My educational experience at American Military University has had a profound impact on my career in emergency management. Within a year of starting my master’s degree in homeland security, I was asked to teach at another university where I instructed ROTC. This opportunity allowed me to highlight the knowledge I gained from AMU and helped me form valuable relationships with the head of the criminal justice department and the director of public safety that facilitated subsequent employment.
The director of public safety at that institution identified a need for an emergency manager and, upon learning of my leaving my prior post, took steps to create the position. In the interim, I accepted a contract position overseas assisting in the setup of an emergency management academy, which has since become a degree-granting institution in the United Arab Emirates, offering programs in crisis management and business continuity. Upon my return, I started the emergency manager position and also resumed my adjunct instruction of homeland security courses, eventually expanding to emergency management-related courses.
The position enabled me to build a program from inception, gain valuable experience, and obtain training that has led to multiple certifications.
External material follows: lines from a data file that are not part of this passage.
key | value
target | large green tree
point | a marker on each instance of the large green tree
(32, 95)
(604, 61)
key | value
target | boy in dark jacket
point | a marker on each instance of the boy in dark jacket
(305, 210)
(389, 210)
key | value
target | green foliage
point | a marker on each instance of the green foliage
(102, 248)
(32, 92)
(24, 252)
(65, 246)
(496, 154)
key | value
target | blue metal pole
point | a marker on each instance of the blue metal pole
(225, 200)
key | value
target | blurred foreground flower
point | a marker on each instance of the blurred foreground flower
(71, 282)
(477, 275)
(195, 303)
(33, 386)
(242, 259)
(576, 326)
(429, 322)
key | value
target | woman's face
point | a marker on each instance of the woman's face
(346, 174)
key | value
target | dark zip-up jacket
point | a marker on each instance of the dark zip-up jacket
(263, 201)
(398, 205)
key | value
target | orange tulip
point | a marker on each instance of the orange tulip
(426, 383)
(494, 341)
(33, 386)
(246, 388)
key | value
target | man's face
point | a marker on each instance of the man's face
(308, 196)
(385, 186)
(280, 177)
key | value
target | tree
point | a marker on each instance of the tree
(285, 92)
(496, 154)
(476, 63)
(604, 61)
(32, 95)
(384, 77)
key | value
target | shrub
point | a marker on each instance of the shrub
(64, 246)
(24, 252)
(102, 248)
I have been fortunate enough to complete FEMA’s Master Exercise Practitioner Program; the Basic, Advanced and Executive Academies; and the Incident Command System Instructor course. I now run a safety and emergency management program that encompasses five campuses and serves over 50,000 students. My continued adjunct instruction has also created adjunct opportunities with three other institutions, where I have taught classes on topics ranging from homeland security, crisis communications, and information technology to disaster response, incident command, and risk assessment and reduction, among many others.
None of this would likely have been possible without my degree from AMU, which enabled me to effectively transition from the military to a civilian career in emergency management. It has also provided me with a venue to share my passion for this profession and help develop the next generation of emergency managers. As a result, I have been able to establish critical relationships and a professional network that spans the breadth of emergency management, helping lead to involvement in committees that play a key role in shaping the profession at both the state and national level.